Empecé a escribir estas palabras tras la muerte de dos amigos. A uno lo veía con frecuencia y al otro lo buscaba cuando parar y meditar en su compañía era necesario. Ambos tenían historias diferentes y los dos tejían sus vidas con herramientas distintas. La diversidad nutre, amista, y genera aprendizaje.
El final de una vida cercana exige detenerse, mirar hacia atrás y mirarse. Nada ni nadie siembra preguntas como lo hace la muerte. Dueña de verdades imperecederas abre incontables puertas, entre ellas las de la reflexión. Repito: nadie ni nada remueve la vida como lo hace el final. Confrontar lo absoluto confronta a uno consigo mismo y con su alter ego. Dolorosa y tenaz escuela la de los difuntos. No hay quien no recorra sus pasillos y no entre en sus salones y no hay quien no valore la propia existencia y la de los seres cercanos tras deambular por sus corredores.
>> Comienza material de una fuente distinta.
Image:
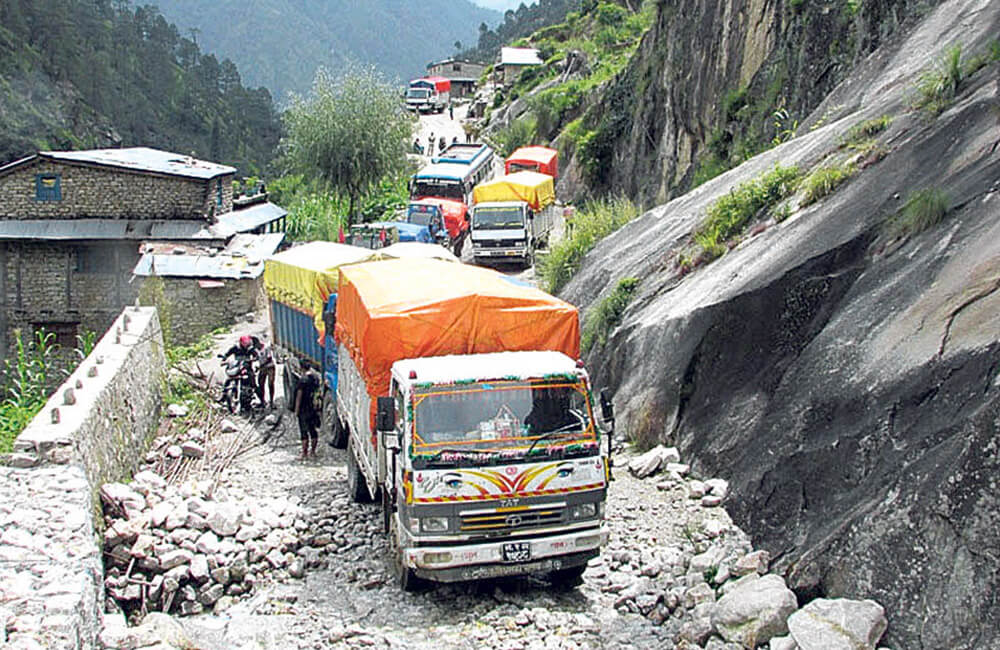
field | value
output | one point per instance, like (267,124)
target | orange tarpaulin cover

La muerte carece de voz, no de palabras, no de preguntas. Alguna vez leí que la muerte se nutre de palabras. Es cierto. Primero devora y guarda las letras de las palabras. Después las ordena y les da vida. En el silencio que rodea los días tras el deceso de los seres queridos, las palabras viajan. Escucharlas reconforta. No se requiere demasiada imaginación para oír las oraciones de los difuntos, basta sentarse a solas y recordar.
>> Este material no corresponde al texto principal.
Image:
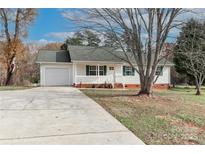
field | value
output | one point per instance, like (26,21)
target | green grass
(5,88)
(174,116)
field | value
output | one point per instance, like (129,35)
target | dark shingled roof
(85,53)
(53,56)
(81,53)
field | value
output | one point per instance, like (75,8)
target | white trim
(106,62)
(56,63)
Quienes afirman que el último adiós es el summum de la introspección tienen razón. Poesía, filosofía, cine, teatro, danza, música y todas las actividades destinadas a nutrir y embellecer el alma del ser humano han dedicado incontables notas, movimientos y preguntas sobre el final. Hurgar en el pasado y recoger sus enseñanzas es oficio de la muerte. Por eso pregunta y nos pregunta. El último adiós conlleva pérdidas. Imposible negar la realidad, inútil eludir nuestra vulnerabilidad. Observar el mundo con otro ritmo y sentirnos observados por otros ojos es también atributo del último adiós.
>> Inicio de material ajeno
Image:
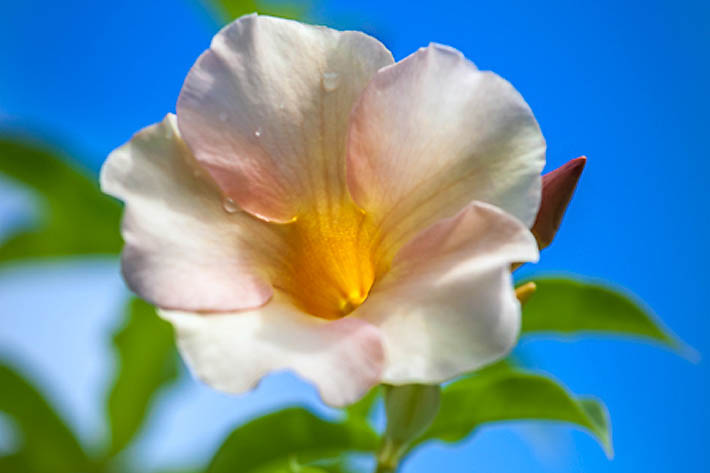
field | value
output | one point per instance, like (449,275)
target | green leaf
(573,307)
(147,362)
(48,445)
(228,10)
(362,408)
(508,394)
(295,433)
(76,218)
Ambos amigos eran diferentes. Calificar es oficio humano. Laudar las diferencias y nutrirse por las similitudes construye. Ambas vivencias retratan, ambas permiten mirar y mirarnos desde otras perspectivas. Nuestra idiosincrasia califica. Así es la condición humana. Así crecemos, así se nos enseña. No evaluó en este texto la conducta de la especie humana, prefiero no hacerlo y menos ahora cuando pienso en la muerte de mis conocidos. Opto por escribir y hablar en el mismo espacio acerca de la amistad y la muerte. Admirar lo diferente y apreciar lo similar edifica. Habitar los incontables rincones y tiempos de la existencia acompañado por amigos es uno de los grandes regalos de la vida.
La muerte detiene por un tiempo el tiempo. La frase previa no es un descuido, es intencional. Nada interrumpe y desteje los días como lo hace el final de un ser querido. No sólo por el hecho, siempre terrible, de no verlo más, ni saber de él, ni escuchar sus palabras. Es algo más, algo mucho más intrincado. Las palabras nunca son suficientes. En ocasiones reproducen algunos sentimientos —“y sonríes desde la eternidad y nunca terminas de irte”—, y otras veces fracasan: quienes escriben sobre la muerte pasan el tiempo buscando las palabras adecuadas para dialogar con las palabras ya escritas.
El tiempo infinito de la muerte es sordo. Imposible acceder a él. En un instante, en un suspiro, se apropia de la voz y del cuerpo. Rescatar las cenizas y hacer de ellas compañeras y cómplices e impedir el olvido generado por los estragos del tiempo es el reto. Si se lidia y se confronta con entereza esa afrenta queda un consuelo: el triunfo de la muerte nunca será absoluto. Hay quienes dicen que los difuntos no mueren del todo si hay quien los recuerda.